Landing on the runway Microsoft has cleared with the Surface Duo[1], the LG Wing has flown into the smartphone scene with excellent timing. But the landing may be a bit bumpy. On one hand, LG has already dabbled in dual-screen phones. It well understands the benefits of two side-by-side full-screen apps even if it has not pursued spanning -- running one app across two screens -- in its previous models as aggressively as Microsoft. On the other hand, the Wing outright rejects spanning and mostly avoids the side-by-side model in the Surface Duo ideal, bringing some differentiation to a fledgling class of "display plus" devices that are themselves focused on differentiation from the dominant slates of the past 13 years.

The Wing consists of two layered displays, the top one of which swivels 90 degrees to create a T-like design, leaving the bottom display with a squarish area for supplemental information or controls such as, for example, playback controls while the top rotated display plays unencumbered video.

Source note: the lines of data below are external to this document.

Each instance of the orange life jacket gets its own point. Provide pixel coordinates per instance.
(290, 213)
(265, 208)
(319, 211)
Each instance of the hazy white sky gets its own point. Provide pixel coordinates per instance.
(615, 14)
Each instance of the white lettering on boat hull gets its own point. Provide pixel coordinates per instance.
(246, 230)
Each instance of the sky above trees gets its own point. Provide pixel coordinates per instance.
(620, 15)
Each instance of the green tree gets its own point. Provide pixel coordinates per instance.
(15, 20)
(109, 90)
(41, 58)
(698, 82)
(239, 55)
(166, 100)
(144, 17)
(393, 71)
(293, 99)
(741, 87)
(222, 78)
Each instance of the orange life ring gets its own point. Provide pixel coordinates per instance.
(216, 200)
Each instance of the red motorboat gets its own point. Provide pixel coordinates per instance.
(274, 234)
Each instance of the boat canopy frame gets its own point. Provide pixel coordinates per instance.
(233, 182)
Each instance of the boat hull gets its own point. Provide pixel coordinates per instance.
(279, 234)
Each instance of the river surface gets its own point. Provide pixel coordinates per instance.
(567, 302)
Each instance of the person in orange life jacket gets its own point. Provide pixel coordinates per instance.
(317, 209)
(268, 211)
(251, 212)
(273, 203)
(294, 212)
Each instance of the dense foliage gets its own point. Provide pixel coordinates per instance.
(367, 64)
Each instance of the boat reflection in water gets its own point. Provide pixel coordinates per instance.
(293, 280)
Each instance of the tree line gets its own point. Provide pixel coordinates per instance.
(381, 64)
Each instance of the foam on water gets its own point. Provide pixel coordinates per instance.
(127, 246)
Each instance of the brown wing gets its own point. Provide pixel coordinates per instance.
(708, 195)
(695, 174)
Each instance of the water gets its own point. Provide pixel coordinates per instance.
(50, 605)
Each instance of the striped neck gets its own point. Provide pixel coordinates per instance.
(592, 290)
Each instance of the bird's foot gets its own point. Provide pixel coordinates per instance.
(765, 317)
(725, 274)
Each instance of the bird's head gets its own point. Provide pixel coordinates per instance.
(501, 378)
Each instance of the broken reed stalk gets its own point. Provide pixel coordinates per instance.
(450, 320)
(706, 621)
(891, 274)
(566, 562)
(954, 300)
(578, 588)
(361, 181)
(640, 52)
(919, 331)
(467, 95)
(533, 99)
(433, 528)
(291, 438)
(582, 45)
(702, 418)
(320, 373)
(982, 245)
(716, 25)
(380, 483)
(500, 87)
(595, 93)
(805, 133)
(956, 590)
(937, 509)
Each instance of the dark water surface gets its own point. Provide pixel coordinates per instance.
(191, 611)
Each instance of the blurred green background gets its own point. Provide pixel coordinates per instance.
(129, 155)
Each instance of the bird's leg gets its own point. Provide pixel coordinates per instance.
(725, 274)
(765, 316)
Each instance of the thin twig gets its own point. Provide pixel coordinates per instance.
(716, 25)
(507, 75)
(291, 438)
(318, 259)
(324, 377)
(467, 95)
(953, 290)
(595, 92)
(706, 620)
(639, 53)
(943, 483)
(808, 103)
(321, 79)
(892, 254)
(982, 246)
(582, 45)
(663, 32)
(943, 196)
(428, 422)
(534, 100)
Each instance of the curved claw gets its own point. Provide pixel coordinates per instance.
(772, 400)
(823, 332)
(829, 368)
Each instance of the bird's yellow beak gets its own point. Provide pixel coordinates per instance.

LG has focused so strongly on removing obstructions and distractions from that top display that it has resisted adding a notch or punch hole camera. Were the Wing to see a second generation, that may include an under-screen camera, which would be a particularly good fit for the smartphone as it could be placed in the center of the screen and thus be equally handy in portrait and landscape mode. For now, though, it uses a popup camera that retracts in the event of a fall -- similar to the one that was highly touted by OnePlus for the OnePlus 7[2]. OnePlus soon abandoned that approach, but it makes more sense in the Wing given the device's unique screen orientation dynamics.